I want to follow this document very carefully: https://github.com/deepmind/torch-hdf5/blob/master/doc/usage.md
However, on the write to hdf5 part, its exmaple is:
require 'hdf5'
local myFile = hdf5.open('/path/to/write.h5', 'w')
myFile:write('/path/to/data', torch.rand(5, 5))
myFile:close()
I understand the "/path/to/write.h5" refers to the final file, but what is "/path/to/data"? Is it just a random separate path? So I just put down "data/". Then I get this horrific looking error:
HDF5-DIAG: Error detected in HDF5 (1.8.13) thread 0:
#000: H5G.c line 287 in H5Gcreate2(): no name
major: Invalid arguments to routine
minor: Bad value
HDF5-DIAG: Error detected in HDF5 (1.8.13) thread 0:
#000: H5I.c line 2245 in H5Iget_name(): can't retrieve object location
major: Object atom
minor: Can't get value
#001: H5Gloc.c line 253 in H5G_loc(): invalid object ID
major: Invalid arguments to routine
minor: Bad value
Does hdf5 store data and instruction file seperately? Is that why we pass in two paths?
Upvotes: 4
Views: 3413
Reputation: 4364
I am an HDF5 developer, not a Torch developer, so I don't know exactly how Torch works, but I can point out that HDF5 allows users to create hierarchical 'groups' inside an HDF5 file (hence the H in HDF5). These are represented in the same way as file paths on POSIX systems. In /path/to/data, 'path' and 'to' would be HDF5 groups and 'data' would either be an HDF5 dataset or possibly an HDF5 group in which Tensor would store one or more datasets with standard names (a quick perusal of the Torch makes it look like the former).
Upvotes: 0
Reputation: 1477
The first path is the path to the actual file on disk. This is where everything is stored.

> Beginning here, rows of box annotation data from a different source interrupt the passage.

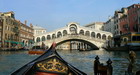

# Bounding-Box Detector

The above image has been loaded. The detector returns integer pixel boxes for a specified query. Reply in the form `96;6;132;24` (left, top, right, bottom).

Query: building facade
119;8;130;35
0;11;33;49
20;21;34;48
138;8;140;32
103;17;115;34
85;22;104;30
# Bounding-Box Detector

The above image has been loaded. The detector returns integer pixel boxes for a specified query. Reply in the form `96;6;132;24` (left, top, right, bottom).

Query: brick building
128;4;140;32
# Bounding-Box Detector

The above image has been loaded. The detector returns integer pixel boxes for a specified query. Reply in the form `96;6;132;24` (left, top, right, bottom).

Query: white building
85;22;104;30
103;17;115;34
33;26;47;36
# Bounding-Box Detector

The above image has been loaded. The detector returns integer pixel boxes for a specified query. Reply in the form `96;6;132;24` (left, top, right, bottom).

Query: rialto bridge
34;22;112;49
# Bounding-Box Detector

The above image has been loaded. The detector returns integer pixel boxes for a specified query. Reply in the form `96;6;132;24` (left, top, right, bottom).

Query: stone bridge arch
56;38;99;50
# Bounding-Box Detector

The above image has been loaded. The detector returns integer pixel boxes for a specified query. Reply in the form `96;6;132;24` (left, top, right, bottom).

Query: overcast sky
0;0;140;31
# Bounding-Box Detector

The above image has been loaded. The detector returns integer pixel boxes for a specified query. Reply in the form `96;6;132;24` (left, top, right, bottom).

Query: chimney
24;20;27;25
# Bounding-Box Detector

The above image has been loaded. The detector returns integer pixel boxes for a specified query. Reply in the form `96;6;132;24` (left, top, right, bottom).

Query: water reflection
0;50;140;75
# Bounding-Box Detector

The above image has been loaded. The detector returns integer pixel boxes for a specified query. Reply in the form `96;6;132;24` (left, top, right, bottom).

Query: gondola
11;43;86;75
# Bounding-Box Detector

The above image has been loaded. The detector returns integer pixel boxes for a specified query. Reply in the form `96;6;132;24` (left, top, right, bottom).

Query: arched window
63;30;68;36
97;33;101;39
108;35;111;40
70;24;77;35
102;34;106;40
91;32;95;38
57;31;62;38
36;37;40;42
52;34;56;39
85;31;90;36
79;30;84;35
47;35;51;40
42;36;46;41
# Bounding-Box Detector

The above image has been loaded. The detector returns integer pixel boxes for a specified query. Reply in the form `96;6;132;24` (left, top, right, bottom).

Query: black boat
11;43;86;75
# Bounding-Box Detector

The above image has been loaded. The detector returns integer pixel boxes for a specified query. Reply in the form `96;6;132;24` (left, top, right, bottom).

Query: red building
128;4;140;32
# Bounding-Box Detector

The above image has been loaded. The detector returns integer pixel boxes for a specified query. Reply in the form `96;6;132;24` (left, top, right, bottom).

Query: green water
0;50;140;75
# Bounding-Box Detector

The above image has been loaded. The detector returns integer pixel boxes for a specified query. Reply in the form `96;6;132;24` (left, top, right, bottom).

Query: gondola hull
12;43;86;75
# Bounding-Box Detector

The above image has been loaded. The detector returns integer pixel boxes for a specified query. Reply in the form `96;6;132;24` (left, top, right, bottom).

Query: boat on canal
12;43;86;75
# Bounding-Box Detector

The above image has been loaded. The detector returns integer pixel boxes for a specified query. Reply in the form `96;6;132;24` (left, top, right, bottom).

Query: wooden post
94;55;100;75
106;59;113;75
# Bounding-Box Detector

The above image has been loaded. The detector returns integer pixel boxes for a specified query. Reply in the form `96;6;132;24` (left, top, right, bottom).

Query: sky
0;0;140;32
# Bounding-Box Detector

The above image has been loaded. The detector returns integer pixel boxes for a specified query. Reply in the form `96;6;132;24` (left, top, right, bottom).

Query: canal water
0;50;140;75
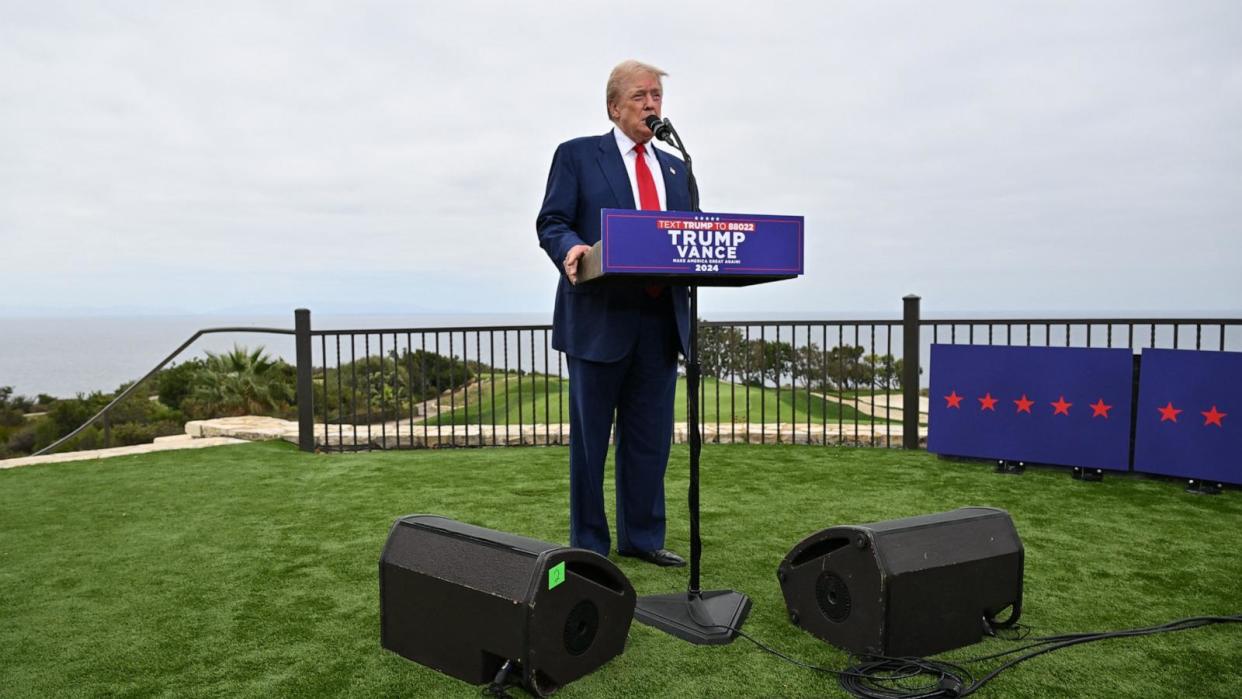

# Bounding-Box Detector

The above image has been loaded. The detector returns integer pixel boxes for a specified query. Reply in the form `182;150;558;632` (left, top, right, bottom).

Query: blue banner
600;209;804;276
928;344;1134;471
1134;349;1242;484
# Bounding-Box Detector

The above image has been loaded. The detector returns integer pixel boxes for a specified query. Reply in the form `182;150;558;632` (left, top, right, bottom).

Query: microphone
643;114;673;145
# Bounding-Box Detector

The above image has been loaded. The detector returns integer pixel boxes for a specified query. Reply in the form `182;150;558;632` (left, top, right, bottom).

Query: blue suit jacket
535;132;691;361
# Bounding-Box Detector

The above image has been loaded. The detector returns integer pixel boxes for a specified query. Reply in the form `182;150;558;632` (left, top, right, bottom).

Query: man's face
609;73;664;143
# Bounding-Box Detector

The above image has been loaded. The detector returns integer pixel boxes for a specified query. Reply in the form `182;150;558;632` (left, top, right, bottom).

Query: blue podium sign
594;209;804;286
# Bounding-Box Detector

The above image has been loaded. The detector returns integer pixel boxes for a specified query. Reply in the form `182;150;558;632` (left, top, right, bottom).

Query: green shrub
155;359;202;410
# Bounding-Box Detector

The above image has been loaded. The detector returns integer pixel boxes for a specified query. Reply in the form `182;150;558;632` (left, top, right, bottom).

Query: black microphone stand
633;119;750;644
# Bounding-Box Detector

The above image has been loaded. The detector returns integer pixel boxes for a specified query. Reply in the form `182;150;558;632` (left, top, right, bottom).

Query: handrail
30;328;293;457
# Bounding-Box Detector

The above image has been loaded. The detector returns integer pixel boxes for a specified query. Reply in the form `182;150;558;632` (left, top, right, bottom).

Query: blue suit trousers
566;295;681;556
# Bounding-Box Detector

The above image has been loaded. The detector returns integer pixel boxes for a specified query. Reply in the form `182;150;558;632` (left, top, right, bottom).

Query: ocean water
0;309;1242;397
0;313;551;397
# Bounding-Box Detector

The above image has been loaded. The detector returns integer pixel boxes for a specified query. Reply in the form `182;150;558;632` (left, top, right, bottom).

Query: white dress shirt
612;128;668;211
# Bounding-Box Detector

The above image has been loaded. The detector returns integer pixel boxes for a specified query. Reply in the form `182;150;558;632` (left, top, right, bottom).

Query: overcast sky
0;0;1242;318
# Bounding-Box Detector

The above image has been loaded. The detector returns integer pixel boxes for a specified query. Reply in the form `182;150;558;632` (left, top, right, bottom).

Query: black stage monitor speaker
776;508;1023;657
380;515;636;697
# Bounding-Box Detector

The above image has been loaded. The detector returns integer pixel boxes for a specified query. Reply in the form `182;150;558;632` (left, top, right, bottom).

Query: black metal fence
31;295;1242;453
298;304;1242;451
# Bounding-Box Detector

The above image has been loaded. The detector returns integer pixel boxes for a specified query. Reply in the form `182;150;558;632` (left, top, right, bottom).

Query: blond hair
604;60;668;122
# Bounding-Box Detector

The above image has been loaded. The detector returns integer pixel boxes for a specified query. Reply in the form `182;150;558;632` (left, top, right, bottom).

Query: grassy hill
427;374;895;425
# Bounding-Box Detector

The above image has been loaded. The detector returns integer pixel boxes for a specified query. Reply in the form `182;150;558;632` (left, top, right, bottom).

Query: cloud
0;2;1242;314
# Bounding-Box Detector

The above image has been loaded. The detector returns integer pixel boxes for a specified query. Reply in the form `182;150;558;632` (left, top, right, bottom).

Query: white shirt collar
612;127;652;155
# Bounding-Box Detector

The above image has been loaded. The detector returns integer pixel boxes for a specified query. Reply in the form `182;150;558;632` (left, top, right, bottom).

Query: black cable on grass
704;615;1242;699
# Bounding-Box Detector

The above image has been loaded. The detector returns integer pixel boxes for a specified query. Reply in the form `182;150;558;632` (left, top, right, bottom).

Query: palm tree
194;345;293;415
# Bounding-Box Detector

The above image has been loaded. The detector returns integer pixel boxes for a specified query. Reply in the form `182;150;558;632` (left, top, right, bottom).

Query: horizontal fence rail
304;306;1242;451
24;301;1242;456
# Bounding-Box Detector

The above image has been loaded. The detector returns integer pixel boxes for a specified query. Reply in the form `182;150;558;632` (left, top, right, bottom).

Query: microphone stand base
633;590;750;646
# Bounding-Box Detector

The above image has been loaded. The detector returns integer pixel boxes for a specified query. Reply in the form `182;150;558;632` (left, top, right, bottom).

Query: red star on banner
1156;401;1181;422
1200;405;1228;427
1088;399;1113;420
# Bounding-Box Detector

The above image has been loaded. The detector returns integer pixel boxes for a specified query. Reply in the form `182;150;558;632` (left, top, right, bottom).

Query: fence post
293;308;314;452
902;294;919;449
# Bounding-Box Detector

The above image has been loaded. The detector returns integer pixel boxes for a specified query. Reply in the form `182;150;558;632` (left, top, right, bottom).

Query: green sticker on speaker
548;561;565;590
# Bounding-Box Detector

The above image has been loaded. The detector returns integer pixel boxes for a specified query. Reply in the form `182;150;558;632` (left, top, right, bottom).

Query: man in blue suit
535;61;691;566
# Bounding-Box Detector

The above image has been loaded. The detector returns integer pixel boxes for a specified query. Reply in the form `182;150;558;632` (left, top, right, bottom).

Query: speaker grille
815;570;850;622
566;600;600;656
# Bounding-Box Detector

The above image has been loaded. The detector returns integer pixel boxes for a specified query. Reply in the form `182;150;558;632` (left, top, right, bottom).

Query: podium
579;209;804;644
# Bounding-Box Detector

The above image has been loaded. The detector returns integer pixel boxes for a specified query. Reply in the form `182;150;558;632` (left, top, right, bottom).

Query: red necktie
633;143;664;298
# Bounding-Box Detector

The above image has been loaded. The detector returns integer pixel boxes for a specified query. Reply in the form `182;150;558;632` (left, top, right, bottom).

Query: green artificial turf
427;374;884;427
0;443;1242;698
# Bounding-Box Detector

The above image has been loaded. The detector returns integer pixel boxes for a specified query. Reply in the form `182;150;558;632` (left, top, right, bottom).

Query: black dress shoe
617;549;686;567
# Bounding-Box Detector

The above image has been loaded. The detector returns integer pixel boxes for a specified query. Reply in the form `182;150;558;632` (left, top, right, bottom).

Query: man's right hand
563;245;591;284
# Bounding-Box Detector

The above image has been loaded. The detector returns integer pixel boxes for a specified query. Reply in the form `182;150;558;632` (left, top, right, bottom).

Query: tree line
0;345;479;458
699;325;904;392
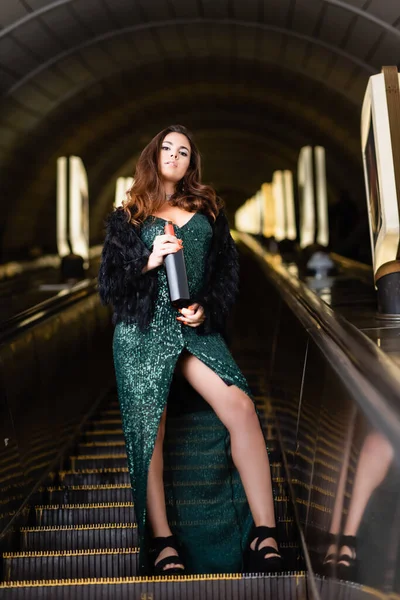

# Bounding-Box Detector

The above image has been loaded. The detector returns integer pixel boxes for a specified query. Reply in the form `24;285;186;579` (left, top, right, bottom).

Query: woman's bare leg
340;432;394;562
177;352;277;556
147;408;183;570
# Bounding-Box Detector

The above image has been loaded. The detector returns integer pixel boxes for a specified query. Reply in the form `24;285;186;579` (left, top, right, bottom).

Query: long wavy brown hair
122;125;224;225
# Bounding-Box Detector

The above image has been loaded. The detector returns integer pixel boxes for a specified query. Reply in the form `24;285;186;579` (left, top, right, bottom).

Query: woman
98;125;281;575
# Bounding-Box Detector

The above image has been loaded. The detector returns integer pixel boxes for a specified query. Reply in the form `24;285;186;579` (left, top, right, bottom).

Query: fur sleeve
97;208;151;305
193;211;239;335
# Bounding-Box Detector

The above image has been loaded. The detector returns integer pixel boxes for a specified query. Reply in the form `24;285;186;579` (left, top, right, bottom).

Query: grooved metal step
35;501;136;527
21;523;138;551
59;461;283;485
3;548;139;581
0;573;306;600
43;477;286;504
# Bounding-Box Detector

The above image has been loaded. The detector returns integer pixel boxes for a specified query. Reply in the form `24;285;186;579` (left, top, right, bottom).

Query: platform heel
245;526;283;573
149;535;185;575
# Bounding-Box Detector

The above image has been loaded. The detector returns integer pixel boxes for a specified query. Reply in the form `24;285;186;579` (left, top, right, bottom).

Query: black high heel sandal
246;525;283;573
320;533;339;577
337;535;358;581
149;535;185;575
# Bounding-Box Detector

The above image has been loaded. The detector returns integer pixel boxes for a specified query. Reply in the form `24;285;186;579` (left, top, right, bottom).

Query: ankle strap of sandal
151;535;179;555
251;525;276;552
340;535;357;549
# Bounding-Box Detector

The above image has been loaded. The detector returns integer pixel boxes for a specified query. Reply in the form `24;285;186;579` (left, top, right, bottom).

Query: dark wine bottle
164;221;191;308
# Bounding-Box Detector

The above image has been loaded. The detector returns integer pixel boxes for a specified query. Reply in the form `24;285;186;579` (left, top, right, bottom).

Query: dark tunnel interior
0;0;400;262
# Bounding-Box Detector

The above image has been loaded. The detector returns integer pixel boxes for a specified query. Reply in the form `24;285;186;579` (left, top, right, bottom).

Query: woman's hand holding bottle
142;234;183;273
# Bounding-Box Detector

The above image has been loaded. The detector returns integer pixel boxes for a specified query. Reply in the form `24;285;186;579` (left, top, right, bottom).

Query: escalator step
21;523;138;551
35;501;135;527
41;478;287;504
81;428;125;442
59;462;283;485
78;440;126;455
3;548;139;581
0;573;306;600
69;458;127;470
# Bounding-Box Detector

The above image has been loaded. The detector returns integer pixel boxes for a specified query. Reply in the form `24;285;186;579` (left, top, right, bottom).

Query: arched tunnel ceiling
0;0;400;258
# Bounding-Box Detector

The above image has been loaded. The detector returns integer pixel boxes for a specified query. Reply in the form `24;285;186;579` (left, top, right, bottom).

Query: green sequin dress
113;213;254;574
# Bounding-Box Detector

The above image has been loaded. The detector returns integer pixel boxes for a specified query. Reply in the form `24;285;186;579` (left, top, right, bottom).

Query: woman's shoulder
104;206;141;237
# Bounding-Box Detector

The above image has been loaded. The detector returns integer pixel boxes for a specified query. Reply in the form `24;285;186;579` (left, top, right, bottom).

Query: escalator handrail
238;232;400;460
0;278;97;344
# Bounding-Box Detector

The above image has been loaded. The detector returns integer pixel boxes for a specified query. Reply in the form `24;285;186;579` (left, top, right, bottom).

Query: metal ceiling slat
323;0;400;37
0;0;76;39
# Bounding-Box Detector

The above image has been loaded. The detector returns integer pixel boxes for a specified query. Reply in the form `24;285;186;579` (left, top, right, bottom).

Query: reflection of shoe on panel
375;260;400;317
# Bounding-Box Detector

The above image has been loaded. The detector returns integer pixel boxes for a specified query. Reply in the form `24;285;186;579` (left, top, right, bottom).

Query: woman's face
159;132;190;184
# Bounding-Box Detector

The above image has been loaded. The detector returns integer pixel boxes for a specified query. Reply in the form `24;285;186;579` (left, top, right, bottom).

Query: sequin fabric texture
113;213;254;574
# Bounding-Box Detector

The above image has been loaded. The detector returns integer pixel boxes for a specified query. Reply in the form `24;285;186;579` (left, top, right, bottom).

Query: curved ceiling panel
0;0;400;259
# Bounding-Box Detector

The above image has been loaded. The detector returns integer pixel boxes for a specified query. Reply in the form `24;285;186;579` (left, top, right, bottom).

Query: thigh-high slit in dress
113;213;254;574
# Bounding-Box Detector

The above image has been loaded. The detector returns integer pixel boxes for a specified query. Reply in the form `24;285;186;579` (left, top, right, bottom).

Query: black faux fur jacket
98;207;239;337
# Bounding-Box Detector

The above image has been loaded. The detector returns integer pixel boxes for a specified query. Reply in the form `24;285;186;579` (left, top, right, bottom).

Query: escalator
0;234;400;600
0;364;305;600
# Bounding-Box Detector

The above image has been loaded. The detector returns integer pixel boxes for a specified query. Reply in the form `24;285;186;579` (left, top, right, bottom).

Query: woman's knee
225;385;257;425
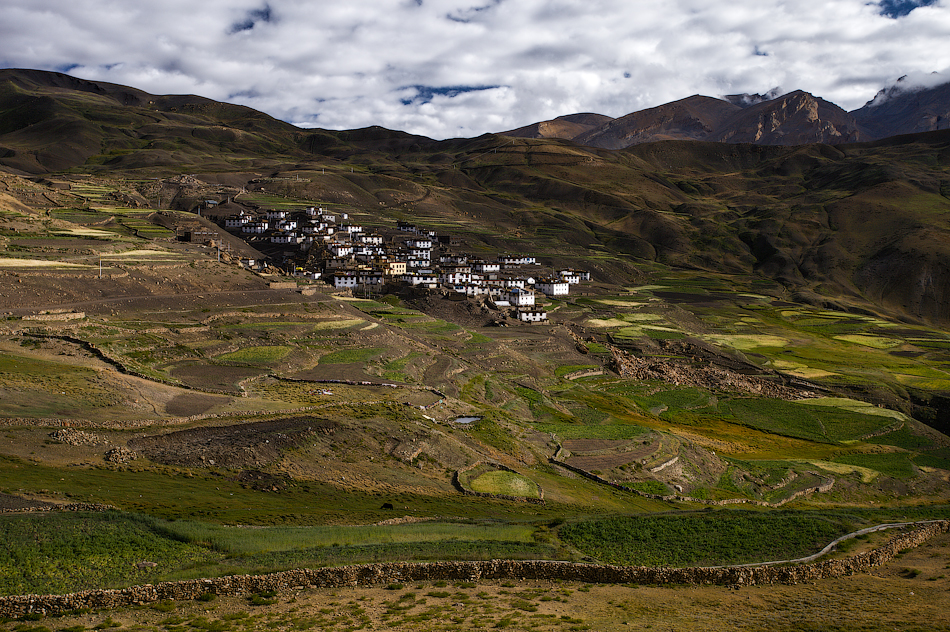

local myFile = hdf5.open('/path/to/write.h5', 'w')
The second path i.e. the data path, is the path of key-names within the file, that leads to the tensor. Hdf5 stores data as a dictionary of dictionaries, so /path/to/data represents a global dictionary key named "path", which leads to a dictionary key named "to", which leads to the final key, "data", which then leads to the tensor. This can be accessed as hdf5Data["path"]["to"]["data"], when then hdf5 file is loaded.
myFile:write('/path/to/data', torch.rand(5, 5))
Hope this helps.
Upvotes: 0